For any general enquiries relating to the requirement for compliance with sections 32 and 83(4) of PAIA, kindly contact Ms. Sewela Seshoeni at [email protected], Senior Compliance and Monitoring Officer. You can also contact the Acting Executive responsible for Promotion of Access to Information, Adv. Makhwedi Makgopa-Madisa at [email protected].

International Data Privacy Day

Daisy Kgwale — Fri, 02 Feb 2024 08:00:42 +0000

Addressing issues of Mis- and Disinformation during the election period in commemoration of International Data Privacy Day.

Joining other Data Privacy Authorities and data protection civil organisations throughout the globe, the Regulator observed International Data Privacy Day 2024 with a focus on empowering data subjects about data protection and engaging responsible parties on the importance of compliance with data privacy laws.

The Regulator organised a series of events to create momentum around International Data Privacy Day and spread awareness on the Protection of Personal Information Act (POPIA).An interesting topic was the centre of discussion which sought to tackle and address the phenomenon of Mis- and Disinformation during the election period.

As we officially close Data Protection week, we reflect on the milestones we have achieved from the webinars, public activation, media interaction to training sessions.

A webinar focusing on Misinformation and Disinformation during the election period

A webinar was held on 29 January 2024 in partnership with Media Monitoring Africa (MMA) and the Independent Electoral Commission (IEC) which held robust discussions to come up with potential solutions to address the issue of Misinformation and Disinformation and the need for political parties to process personal information lawfully during the election period.
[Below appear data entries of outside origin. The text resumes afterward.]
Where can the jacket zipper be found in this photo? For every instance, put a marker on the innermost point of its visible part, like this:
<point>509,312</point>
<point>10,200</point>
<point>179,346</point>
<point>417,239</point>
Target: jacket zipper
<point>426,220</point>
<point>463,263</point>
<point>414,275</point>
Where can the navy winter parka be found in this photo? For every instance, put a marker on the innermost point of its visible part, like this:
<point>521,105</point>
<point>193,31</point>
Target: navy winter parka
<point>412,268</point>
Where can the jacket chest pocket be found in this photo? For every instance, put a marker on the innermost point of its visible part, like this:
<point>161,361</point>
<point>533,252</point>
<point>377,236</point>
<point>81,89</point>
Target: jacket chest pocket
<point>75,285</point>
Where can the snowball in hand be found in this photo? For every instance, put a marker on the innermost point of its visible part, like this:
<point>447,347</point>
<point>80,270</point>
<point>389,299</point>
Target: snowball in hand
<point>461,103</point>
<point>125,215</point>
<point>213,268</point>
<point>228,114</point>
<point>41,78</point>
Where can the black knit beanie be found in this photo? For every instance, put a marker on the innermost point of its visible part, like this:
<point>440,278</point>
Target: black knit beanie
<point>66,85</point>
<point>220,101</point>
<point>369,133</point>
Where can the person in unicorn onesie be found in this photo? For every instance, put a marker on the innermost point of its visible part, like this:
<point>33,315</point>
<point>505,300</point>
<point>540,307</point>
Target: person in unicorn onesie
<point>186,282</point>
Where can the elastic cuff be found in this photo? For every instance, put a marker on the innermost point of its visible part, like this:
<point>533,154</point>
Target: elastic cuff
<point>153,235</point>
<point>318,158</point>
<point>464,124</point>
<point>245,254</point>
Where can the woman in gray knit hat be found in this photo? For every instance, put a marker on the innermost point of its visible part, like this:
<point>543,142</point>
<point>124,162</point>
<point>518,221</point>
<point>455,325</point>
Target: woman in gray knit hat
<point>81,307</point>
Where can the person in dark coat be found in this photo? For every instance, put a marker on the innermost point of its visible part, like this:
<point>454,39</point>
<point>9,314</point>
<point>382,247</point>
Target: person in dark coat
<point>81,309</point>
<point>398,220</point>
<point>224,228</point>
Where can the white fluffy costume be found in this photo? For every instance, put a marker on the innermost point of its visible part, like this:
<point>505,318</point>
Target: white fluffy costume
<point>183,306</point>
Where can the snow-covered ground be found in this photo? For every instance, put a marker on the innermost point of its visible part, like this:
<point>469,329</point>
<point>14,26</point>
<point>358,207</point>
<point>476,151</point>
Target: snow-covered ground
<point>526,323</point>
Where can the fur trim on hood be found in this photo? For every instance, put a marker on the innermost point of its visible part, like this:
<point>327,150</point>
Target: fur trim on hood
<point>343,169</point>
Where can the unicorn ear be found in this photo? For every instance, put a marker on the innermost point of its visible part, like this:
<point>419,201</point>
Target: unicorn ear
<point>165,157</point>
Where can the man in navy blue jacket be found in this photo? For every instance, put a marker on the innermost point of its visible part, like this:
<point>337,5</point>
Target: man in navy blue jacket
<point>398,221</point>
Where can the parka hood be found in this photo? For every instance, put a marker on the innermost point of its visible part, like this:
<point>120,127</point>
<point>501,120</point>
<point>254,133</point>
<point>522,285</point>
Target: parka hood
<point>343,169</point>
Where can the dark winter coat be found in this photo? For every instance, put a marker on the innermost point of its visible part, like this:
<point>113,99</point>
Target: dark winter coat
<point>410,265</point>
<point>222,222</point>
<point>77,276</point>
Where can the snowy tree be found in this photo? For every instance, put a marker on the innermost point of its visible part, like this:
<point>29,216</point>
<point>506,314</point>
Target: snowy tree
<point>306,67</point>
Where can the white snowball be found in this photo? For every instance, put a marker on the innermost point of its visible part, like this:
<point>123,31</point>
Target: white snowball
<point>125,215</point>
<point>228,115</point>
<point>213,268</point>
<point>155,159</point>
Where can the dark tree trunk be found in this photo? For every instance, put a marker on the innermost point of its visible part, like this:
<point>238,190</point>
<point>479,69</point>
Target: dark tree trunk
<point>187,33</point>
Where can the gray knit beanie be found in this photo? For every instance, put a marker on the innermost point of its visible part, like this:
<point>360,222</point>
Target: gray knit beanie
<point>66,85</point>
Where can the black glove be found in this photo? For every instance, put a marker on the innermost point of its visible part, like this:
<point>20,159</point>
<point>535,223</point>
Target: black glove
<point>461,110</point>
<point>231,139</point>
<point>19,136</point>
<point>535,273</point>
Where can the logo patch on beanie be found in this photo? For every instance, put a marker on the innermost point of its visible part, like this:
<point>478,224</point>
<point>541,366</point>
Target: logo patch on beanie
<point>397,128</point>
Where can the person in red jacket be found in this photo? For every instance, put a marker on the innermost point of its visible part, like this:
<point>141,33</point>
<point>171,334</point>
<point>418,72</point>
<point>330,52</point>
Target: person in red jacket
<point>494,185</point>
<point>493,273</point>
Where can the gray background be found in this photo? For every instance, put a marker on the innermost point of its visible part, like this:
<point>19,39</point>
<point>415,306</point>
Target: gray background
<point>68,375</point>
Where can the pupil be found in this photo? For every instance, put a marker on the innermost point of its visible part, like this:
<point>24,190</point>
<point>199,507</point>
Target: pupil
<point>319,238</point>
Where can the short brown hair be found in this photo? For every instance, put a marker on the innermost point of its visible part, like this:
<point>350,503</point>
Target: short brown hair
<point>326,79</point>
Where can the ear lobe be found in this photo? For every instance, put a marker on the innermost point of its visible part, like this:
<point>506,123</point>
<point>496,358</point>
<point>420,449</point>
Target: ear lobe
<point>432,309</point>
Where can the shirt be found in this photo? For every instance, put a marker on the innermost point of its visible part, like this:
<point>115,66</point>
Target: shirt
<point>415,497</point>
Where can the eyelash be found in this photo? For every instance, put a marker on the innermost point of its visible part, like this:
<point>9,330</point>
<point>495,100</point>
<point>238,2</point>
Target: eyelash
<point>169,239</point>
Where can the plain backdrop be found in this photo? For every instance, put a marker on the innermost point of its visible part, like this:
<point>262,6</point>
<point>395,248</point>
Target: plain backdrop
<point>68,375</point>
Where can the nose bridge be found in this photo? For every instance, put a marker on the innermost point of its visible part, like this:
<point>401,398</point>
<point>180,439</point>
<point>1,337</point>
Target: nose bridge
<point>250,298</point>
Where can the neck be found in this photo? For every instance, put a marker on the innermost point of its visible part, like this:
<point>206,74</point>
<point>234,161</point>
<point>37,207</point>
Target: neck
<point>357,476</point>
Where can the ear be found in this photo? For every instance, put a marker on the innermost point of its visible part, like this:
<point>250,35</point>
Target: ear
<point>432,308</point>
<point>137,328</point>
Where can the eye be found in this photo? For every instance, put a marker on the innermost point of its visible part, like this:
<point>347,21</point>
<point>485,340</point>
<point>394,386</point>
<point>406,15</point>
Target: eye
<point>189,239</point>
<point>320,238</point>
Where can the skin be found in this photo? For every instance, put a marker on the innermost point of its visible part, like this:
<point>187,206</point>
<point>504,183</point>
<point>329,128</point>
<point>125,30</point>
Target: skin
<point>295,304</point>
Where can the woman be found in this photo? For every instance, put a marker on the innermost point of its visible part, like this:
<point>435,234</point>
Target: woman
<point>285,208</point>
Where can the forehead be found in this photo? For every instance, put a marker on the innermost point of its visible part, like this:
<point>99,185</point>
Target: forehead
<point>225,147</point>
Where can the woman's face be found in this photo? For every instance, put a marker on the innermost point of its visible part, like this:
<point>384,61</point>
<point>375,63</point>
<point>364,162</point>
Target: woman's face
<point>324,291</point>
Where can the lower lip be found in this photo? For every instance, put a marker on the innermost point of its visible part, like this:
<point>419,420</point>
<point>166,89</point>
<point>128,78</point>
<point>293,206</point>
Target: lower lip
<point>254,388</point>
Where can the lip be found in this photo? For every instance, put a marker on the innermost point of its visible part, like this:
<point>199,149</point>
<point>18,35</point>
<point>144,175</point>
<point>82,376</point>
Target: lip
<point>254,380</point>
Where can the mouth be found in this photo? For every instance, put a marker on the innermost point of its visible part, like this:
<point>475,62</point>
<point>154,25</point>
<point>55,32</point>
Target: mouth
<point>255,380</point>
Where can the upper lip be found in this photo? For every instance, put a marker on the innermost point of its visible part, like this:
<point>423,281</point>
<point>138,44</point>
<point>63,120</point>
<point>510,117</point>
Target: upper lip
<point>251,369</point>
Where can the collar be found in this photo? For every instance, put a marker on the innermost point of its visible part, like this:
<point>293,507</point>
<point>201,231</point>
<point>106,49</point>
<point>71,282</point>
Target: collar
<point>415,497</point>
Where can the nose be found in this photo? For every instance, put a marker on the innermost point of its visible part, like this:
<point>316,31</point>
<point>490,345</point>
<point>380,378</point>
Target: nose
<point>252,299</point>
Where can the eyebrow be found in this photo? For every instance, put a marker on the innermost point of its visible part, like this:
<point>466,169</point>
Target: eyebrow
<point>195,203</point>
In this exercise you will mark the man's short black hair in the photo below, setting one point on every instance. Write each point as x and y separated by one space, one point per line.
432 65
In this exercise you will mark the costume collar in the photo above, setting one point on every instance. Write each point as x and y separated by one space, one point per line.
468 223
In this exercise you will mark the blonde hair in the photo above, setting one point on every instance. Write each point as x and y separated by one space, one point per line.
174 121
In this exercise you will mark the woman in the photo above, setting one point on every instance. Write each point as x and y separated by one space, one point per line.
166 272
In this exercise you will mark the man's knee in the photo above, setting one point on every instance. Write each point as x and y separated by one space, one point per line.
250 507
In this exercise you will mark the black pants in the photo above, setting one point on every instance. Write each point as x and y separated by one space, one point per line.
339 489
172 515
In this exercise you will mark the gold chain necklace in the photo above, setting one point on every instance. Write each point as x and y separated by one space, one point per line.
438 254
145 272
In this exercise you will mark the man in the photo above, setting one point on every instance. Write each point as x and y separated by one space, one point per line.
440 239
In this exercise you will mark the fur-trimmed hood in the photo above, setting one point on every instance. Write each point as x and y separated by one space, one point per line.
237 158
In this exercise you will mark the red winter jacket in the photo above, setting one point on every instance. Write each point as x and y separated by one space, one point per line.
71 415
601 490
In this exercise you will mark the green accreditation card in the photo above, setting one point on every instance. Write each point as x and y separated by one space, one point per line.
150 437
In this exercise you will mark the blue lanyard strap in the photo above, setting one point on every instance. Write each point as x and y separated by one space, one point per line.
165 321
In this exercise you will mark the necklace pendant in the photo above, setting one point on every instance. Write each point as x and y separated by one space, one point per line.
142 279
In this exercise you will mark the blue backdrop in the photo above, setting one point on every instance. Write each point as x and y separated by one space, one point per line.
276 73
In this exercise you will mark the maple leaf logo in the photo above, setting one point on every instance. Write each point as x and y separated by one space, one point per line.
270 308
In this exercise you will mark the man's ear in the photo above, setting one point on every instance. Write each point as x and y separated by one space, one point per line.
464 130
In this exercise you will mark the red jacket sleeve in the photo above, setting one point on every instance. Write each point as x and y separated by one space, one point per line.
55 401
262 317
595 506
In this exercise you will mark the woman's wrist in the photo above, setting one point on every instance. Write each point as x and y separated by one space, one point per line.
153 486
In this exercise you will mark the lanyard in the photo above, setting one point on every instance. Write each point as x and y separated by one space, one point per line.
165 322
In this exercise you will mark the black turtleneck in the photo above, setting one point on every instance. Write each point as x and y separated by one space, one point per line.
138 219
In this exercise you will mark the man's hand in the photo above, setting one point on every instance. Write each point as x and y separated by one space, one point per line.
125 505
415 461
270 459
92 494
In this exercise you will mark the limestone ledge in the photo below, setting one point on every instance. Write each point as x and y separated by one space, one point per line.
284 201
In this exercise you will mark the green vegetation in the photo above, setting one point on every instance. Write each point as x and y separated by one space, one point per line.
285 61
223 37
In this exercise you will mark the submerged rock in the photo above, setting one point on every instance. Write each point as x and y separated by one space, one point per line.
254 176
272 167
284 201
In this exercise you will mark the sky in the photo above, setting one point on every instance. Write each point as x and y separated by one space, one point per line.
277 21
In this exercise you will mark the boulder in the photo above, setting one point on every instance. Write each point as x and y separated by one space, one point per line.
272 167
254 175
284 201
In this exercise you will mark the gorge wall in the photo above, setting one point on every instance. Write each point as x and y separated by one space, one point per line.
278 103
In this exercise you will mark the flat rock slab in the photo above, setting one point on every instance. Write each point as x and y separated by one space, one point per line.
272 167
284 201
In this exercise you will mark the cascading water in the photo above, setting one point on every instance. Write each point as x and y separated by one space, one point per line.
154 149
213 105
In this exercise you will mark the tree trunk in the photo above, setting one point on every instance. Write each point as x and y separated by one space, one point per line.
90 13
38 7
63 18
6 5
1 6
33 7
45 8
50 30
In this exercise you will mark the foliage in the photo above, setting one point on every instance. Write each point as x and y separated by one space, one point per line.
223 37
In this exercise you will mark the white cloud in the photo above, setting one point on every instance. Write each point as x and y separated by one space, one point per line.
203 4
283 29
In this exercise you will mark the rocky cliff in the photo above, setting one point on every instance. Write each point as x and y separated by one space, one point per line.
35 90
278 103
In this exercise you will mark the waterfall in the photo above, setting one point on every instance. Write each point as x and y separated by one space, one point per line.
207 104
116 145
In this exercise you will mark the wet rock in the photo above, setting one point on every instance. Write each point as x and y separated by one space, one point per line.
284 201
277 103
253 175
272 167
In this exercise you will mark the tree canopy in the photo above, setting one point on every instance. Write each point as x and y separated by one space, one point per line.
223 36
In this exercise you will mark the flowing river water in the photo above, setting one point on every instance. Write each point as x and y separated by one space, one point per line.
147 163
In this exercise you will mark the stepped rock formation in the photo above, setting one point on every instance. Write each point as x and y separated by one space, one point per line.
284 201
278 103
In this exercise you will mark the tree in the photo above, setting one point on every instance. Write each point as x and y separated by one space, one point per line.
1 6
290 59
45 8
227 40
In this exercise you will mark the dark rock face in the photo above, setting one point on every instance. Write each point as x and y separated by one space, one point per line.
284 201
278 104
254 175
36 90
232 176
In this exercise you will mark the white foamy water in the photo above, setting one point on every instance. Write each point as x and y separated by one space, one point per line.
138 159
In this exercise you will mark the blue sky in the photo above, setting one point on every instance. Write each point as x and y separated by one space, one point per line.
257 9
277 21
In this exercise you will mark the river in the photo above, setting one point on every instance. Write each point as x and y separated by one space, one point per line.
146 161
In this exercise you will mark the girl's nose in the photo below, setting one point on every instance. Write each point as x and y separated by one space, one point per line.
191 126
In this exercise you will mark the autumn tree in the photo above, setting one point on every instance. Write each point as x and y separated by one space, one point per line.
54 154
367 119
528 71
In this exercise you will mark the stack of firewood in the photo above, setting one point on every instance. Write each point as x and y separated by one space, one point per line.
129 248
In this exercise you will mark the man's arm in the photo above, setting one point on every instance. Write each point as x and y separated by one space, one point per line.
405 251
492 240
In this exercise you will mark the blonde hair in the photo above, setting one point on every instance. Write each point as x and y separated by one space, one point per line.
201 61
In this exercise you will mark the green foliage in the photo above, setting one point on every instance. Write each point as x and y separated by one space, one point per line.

Misinformation and disinformation undermine the free flow of credible and reliable information. With technological advancements and heightened use of Artificial Intelligence, misinformation and disinformation thrive, and personal information is easily altered to perpetuate false information, which is quickly distributed on digital and social platforms.

The Regulator, as a custodian of information rights, has expressed grave concerns about the growth of misinformation and disinformation, particularly during the election period. It has the potential to greatly interfere with the rights to privacy and access to information. The Regulator has joined hands with other institutions to tackle the pandemic in a collaborative manner.

Chairperson’s Address to the National Party Liaison Committee

The Information Regulator Chairperson Adv. Pansy Tlakula during a stakeholder engagement addressed the National Party Liaison Committee, stressing the need to safeguard personal information by political parties, but also for them to be party to finding solutions toward tackling the issue of misinformation and disinformation during the elections period.

To ensure compliance with POPIA, she agreed to the need for multi-sector collaboration in educating the public and eliminating the spread of misleading information during elections. She also urged political parties to adhere to the Guidance Note on Processing Personal Information of Voters during the election period, which the Regulator developed.

Empowering Government Officials

The Regulator also facilitated a training session on POPIA at the Mpumalanga Premier’s office, training all Information Officers of the entire Mpumalanga Provincial Government administration.

The training session unpacked the conditions for lawful processing of personal information and outlined the POPIA Regulations which Information Officers must adhere to in order to ensure compliance with the Act in their respective departments. The session was rich with discussions that lead to the participants being skilled on how to safeguard personal information they process.

POPIA Public Awareness

A POPIA public awareness activation was held to educate the members of the public in Ekurhuleni the east rand of the Gauteng province on the importance of playing their part in the protection of their personal information and exercise their right to privacy. The public was encouraged to utilise the services of the Information Regulators and lodge complaints should their feel there was a violation of their human right.